6. Combination Therapy
In patients with limited mandibular protrusion, the addition of a tongue bulb may provide a better treatment effect, however, convenient appliance designs for this combination approach are needed [
64].
In a retrospective analysis on patients undergoing MAD therapy, it was described that one-third of patients under MAD therapy have a residual positional OSA, defined as having twice as many respiratory events in the supine sleeping position compared to the non-supine sleeping position [
97]. Patients with positional OSA can benefit from positional therapy, aimed at preventing sleep in the supine position. In Cartwright et al. [
98], the efficacy of combining a posture alarm, which gives an auditory beep when in the supine position, and a tongue retaining device (TRD) was described. Patients were assigned to either therapy with the posture alarm, the TRD, or combination therapy with the posture alarm and the TRD. The results of that study suggested that the combination of TRD and positional therapy is better than one of the treatment modalities alone [
98]. In a more recent study by Dieltjens et al. [
99], the efficacy of combination therapy of a chest-worn vibrational alarm with MAD therapy was evaluated.

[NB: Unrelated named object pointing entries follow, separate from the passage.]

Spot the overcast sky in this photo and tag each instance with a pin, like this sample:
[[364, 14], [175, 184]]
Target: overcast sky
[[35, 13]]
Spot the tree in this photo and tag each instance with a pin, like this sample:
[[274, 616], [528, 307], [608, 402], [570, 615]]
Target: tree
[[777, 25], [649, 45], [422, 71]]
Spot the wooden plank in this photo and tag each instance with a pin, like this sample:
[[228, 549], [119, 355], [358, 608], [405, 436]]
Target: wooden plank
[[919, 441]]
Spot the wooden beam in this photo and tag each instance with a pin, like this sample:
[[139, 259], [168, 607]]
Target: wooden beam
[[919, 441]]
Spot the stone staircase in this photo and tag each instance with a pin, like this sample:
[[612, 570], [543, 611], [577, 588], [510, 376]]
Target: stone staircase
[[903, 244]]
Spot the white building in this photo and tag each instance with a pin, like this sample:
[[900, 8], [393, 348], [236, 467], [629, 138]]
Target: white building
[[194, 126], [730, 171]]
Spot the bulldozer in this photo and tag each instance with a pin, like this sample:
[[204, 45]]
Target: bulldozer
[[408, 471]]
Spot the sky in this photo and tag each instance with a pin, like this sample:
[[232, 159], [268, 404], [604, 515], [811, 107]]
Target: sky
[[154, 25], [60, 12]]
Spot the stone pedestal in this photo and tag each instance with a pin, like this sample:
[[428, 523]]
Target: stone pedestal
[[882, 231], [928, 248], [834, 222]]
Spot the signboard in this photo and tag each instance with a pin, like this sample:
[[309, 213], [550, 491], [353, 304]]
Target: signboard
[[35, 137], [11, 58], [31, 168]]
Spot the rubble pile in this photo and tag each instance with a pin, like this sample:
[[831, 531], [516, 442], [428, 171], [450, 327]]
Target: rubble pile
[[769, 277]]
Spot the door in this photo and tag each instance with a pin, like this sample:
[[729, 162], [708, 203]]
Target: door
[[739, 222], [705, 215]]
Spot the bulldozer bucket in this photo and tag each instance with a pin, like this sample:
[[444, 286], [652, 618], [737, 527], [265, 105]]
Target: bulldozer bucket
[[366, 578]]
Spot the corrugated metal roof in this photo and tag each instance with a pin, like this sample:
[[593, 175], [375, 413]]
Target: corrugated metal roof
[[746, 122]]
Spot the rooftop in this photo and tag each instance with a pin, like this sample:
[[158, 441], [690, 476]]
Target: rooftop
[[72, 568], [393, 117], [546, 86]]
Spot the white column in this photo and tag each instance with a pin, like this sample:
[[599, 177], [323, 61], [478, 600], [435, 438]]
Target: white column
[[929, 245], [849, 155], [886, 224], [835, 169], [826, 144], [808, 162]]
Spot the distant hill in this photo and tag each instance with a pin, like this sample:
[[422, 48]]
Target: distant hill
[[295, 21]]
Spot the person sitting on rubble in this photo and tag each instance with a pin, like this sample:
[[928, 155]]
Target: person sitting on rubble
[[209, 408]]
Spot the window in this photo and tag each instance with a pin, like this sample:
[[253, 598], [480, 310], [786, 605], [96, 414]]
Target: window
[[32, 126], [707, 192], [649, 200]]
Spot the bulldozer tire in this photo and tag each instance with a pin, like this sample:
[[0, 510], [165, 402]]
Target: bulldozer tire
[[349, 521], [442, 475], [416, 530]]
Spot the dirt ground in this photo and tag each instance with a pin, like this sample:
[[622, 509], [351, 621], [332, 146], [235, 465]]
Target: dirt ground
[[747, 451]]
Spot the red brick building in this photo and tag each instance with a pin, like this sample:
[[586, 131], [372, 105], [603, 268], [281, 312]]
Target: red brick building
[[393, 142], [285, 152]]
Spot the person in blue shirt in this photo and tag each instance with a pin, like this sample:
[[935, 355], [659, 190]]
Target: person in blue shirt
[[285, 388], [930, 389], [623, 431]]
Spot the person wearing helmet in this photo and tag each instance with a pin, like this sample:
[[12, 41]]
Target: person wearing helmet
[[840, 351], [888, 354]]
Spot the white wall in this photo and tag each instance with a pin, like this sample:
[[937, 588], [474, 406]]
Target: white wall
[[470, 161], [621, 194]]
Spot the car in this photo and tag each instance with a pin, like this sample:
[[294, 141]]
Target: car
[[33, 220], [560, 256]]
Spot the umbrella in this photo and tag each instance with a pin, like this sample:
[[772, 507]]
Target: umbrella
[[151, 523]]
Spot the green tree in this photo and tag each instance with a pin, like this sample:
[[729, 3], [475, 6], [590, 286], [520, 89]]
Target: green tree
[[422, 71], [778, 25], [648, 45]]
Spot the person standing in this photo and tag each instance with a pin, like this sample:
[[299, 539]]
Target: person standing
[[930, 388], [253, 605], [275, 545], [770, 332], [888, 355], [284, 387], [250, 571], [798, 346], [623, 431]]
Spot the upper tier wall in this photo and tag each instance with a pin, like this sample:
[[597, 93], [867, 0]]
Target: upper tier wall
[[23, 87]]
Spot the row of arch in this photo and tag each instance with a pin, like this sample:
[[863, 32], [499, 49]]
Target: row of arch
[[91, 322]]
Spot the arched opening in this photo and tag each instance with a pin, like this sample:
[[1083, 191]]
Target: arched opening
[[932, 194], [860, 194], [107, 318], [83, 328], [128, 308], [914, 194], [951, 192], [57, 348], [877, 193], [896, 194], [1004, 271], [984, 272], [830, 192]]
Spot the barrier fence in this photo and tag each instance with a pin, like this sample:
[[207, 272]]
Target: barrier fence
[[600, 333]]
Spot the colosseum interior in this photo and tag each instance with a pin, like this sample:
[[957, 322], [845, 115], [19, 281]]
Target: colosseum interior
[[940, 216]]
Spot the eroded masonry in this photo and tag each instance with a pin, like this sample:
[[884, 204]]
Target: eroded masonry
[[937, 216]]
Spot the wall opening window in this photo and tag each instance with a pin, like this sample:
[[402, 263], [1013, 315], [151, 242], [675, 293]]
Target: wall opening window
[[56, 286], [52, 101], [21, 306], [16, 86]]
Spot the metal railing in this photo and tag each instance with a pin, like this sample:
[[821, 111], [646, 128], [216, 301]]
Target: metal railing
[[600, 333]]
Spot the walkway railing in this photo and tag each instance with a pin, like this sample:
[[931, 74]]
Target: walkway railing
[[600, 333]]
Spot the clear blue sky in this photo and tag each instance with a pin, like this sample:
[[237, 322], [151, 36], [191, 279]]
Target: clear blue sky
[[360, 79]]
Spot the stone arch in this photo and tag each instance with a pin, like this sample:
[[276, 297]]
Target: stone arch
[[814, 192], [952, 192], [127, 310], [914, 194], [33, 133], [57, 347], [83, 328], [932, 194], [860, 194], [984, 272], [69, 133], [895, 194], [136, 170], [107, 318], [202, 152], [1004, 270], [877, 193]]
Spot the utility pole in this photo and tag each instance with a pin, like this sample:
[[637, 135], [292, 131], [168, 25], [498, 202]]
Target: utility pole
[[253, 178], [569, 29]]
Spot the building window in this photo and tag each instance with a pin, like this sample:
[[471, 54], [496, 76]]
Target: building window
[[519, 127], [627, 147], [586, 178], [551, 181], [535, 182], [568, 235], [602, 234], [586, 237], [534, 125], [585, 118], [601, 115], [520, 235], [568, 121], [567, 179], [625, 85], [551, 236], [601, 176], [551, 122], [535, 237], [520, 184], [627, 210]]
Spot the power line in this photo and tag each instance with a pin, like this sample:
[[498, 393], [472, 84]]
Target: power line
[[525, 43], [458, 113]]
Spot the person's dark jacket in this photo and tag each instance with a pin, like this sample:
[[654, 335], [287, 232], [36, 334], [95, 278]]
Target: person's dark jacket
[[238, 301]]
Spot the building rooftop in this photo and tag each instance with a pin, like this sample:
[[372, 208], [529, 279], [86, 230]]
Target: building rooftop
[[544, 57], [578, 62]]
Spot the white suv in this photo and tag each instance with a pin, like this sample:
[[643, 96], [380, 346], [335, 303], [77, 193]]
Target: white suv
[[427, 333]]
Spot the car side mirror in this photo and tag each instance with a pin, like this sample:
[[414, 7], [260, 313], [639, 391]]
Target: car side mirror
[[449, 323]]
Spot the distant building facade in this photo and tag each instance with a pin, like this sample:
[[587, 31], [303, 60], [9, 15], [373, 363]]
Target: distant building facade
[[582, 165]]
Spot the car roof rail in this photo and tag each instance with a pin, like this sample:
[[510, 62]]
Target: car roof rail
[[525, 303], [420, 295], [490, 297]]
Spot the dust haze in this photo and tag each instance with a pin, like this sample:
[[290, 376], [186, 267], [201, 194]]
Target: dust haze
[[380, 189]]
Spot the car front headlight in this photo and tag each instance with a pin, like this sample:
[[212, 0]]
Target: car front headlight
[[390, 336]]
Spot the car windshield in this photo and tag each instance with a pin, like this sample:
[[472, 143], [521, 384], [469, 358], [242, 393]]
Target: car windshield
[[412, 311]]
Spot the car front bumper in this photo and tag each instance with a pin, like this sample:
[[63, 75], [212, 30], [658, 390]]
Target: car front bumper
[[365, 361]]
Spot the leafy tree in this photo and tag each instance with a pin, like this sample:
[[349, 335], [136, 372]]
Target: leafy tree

The results indicate that combination therapy of MAD and positional therapy leads to a higher therapeutic efficacy in patients with a residual positional OSA under MAD compared to one of the treatment modalities alone [
99]. These findings suggest that when patients are unsuccessfully treated with MAD treatment, the presence of the positional OSA should be checked and combination therapy could be suggested in eligible patients.
7. Conclusions
Oral appliance therapy is increasingly prescribed as a non-invasive treatment option for patients diagnosed with OSA. The recommended type of oral appliance is the custom-made, titratable mandibular advancement device allowing for gradual mandibular protrusion. Recent studies have shown comparable health outcomes with CPAP and MAD treatment, despite greater efficacy of CPAP in reducing OSA severity. This likely reflects greater nightly adherence to MAD compared to CPAP therapy. In unselected OSA patients, MAD therapy reduces OSA severity in the majority of these patients leaving about one-third with a negligible improvement. Therefore, the selection of appropriate candidates for MAD therapy is an ongoing item in order to increase the overall efficacy of the therapy. So far, several prediction tools have been proposed but currently, there is no validated method that can achieve a prospective up-front selection of the ideal candidate for MAD therapy in an accurate and reliable way.